Fiduciary of Tata, group because SC moves against aid to Mistry
Reeba Zachariah and Swati Deshpande | TNN
Mumbai: Apart from Ratan Tata, Tata Trusts vice-chairman Venu Srinivasan, TCS, Tata Teleservices and Tata Industries moved the Supreme Court on Friday with separate appeals challenging the NCLAT order of December 18, 2019. The ruling, among other things, directs Tata Trusts to consult the SP Group on appointment of Tata Sons' chairman in the future and also while naming directors for its board.
Srinivasan - trustee of Sir Dorabji Tata Trust and Sir Ratan Tata Trust, which together own over 50% of Tata Sons - said in his appeal that the NCLAT in “one stroke takes away from the Trusts their basic legal right as shareholders to elect directors of their choice. “The Trusts can elect directors of their choice under company law on the basis of their majority shareholding even if they had no nomination rights in the Articles of Association (AoA) of Tata Sons,” he said.
He also said that it is the prerogative of the shareholders (subject to any special provision in the company's AoA) to decide who they wish to appoint or remove as directors of the company. “Consensus and unanimity among shareholders in terms of appointment may be desirable, but as a matter of legal norm, shareholders decide by majority. This is the norm worldwide.

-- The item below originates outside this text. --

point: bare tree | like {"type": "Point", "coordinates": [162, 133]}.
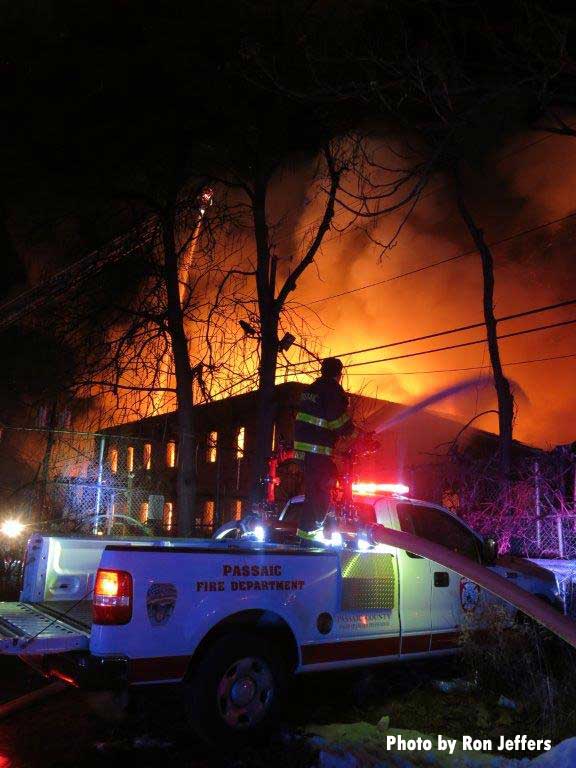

The NCLAT had instructed that Cyrus Mistry, scion of the SP Group, should be appointed on the board of Tata Sons, TCS, Tata Industries and Tata Teleservices (Tata Tele) - companies where he was stripped off his directorship. The order to reinstate Mistry as a director on the boards of companies for the rest of his tenure has created confusion in the working of the companies as his terms have expired, the Tata companies said in their appeals. Tata Sons too, on Thursday, had appealed against the NCLAT order.
The order also instructs the Trusts ’nominees to not decide in advance on any issues that may require a majority from the Tata Sons board or a majority vote at the annual shareholder meeting. Srinivasan said that this direction not only interferes with the statutory right of the shareholders, but also with the fiduciary duties of the directors. “It imposes conditions on the directors which are neither contained in the AoA, nor under the Companies Act.”
Srinivasan, who is also chief of TVS Motor, said the NCLAT has wrongly identified Article 121 of the AoA (which gives affirmative voting rights to Trusts ’nominees) as the source of alleged oppressive behavior of Tata Trusts against Mistry. “An affirmative vote gives the ability to say no, it does not give the power to take decisions.” Tata Tele said in its appeal that it was not a party to the proceedings either before the NCLT-Mumbai or the NCLAT and that the latter passed an order granting reliefs to Mistry which he had not even sought. “At the same time, it has been denied the opportunity to defend the justified and lawful removal of Mistry as its director,” it appealed. Tata Tele said “any extension of the tenure available at the time of initial appointment’ ’would be beyond the NCLAT jurisdiction and would need to be set aside for that reason alone.